Thanks to Tazmy for the beta.


Monster Slayer

"You usin' that?"

Dr. Katie Brown looked up in surprise at the voice, unable to place it as anyone in the labs. When she saw the leader of Atlantis's military leaning lazily against the wall, she jumped and tried to stop herself from patting at her hair. The Colonel just had that effect on the civilian female population of the city.

"Colonel! I'm sorry; I didn't hear you there. I -- uh, what?" Belatedly she began to catch up with what he'd asked her.

"That." One long finger pointed at her desk.
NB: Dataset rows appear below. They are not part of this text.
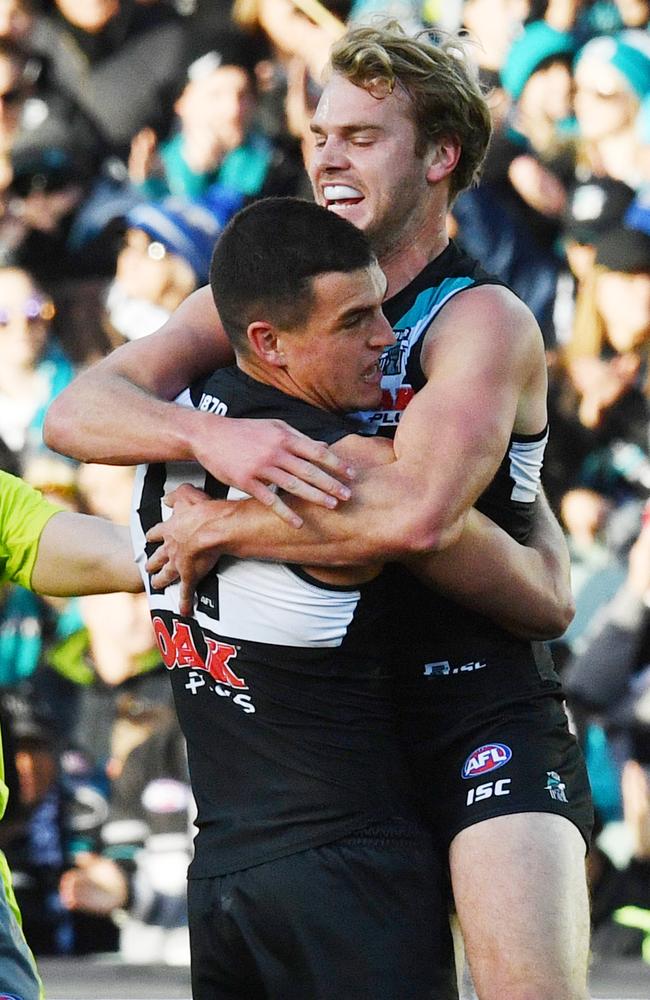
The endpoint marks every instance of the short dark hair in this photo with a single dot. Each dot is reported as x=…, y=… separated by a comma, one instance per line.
x=265, y=259
x=439, y=76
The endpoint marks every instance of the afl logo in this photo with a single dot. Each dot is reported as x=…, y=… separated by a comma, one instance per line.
x=486, y=758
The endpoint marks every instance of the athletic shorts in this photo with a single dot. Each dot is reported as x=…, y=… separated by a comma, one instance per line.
x=488, y=735
x=18, y=976
x=357, y=919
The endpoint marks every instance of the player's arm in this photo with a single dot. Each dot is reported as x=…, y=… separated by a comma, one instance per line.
x=84, y=554
x=119, y=412
x=526, y=589
x=451, y=440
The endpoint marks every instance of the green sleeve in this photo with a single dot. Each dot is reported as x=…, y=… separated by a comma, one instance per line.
x=24, y=512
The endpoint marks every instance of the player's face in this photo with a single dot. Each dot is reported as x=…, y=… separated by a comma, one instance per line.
x=364, y=166
x=333, y=361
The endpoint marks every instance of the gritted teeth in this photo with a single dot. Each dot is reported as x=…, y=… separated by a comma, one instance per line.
x=341, y=192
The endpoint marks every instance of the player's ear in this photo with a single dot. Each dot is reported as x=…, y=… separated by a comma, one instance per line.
x=442, y=159
x=264, y=342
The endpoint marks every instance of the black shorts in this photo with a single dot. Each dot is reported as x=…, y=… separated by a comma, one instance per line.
x=487, y=735
x=357, y=919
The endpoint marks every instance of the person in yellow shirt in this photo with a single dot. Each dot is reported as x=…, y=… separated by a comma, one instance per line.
x=61, y=553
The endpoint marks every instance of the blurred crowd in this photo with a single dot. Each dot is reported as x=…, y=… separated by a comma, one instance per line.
x=130, y=131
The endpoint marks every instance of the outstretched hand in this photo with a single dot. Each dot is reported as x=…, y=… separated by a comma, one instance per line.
x=261, y=456
x=180, y=556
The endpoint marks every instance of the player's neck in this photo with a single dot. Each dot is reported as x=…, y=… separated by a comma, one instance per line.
x=402, y=264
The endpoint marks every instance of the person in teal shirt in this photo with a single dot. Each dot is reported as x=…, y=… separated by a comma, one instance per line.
x=50, y=550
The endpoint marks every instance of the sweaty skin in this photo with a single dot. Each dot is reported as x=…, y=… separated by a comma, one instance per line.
x=485, y=364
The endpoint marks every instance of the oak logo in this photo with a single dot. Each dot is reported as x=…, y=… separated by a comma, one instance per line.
x=178, y=649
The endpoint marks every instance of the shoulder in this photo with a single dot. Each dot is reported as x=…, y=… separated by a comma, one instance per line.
x=364, y=452
x=24, y=512
x=490, y=313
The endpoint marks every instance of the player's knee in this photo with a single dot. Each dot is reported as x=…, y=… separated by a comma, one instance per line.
x=520, y=985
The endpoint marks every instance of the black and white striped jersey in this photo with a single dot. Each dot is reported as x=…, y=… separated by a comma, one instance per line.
x=510, y=497
x=283, y=684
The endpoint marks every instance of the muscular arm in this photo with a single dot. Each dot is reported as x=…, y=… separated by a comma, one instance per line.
x=118, y=412
x=450, y=442
x=82, y=554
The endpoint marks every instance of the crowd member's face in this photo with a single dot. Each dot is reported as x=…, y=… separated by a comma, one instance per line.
x=364, y=166
x=89, y=15
x=15, y=19
x=219, y=106
x=548, y=93
x=492, y=25
x=25, y=314
x=145, y=269
x=623, y=301
x=333, y=359
x=635, y=13
x=604, y=105
x=13, y=93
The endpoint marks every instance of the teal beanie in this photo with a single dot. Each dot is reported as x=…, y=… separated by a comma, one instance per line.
x=631, y=60
x=537, y=43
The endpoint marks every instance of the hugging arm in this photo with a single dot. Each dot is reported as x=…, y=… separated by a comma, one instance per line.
x=119, y=412
x=84, y=554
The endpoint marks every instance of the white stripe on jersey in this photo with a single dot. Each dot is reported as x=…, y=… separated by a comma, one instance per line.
x=258, y=601
x=526, y=458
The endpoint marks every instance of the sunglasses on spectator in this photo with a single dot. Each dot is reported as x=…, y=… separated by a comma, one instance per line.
x=34, y=310
x=12, y=98
x=602, y=95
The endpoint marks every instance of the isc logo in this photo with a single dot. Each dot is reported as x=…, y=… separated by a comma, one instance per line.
x=487, y=790
x=486, y=758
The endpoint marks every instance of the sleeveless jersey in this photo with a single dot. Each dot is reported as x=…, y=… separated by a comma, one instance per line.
x=509, y=498
x=282, y=683
x=442, y=632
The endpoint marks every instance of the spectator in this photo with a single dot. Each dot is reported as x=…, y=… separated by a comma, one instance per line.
x=593, y=208
x=33, y=838
x=596, y=567
x=512, y=218
x=33, y=368
x=164, y=256
x=215, y=141
x=138, y=873
x=118, y=59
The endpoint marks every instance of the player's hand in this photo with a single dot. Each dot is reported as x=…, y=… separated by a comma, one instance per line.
x=183, y=553
x=260, y=456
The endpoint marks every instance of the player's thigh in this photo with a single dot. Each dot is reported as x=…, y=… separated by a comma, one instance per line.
x=18, y=975
x=358, y=918
x=521, y=897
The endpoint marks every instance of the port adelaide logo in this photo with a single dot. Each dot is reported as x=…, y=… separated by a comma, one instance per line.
x=485, y=759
Surprise overcame her flustered shyness, when she saw that he was pointing at a scented candle perched in an ornate holder on the edge of her desk. It had been a Christmas present from Alison in Geology for her birthday, but she'd never actually burned it, having no desire to risk singeing her plants.

"Um ... no?"

"Can I have it?"

She couldn't imagine what on Earth -- or Atlantis, either -- a soldier would want with a faintly pink-colored, rose-scented candle, but it wasn't as if she ever planned to light it. "Just don't tell Alison Wyatt."

He smiled the lazy grin that made him the talk of the mostly-female botany wing. "Thanks." He nipped it lightly from its holder, then paused when he noticed her looking at him quizzically. "Uh ... what?"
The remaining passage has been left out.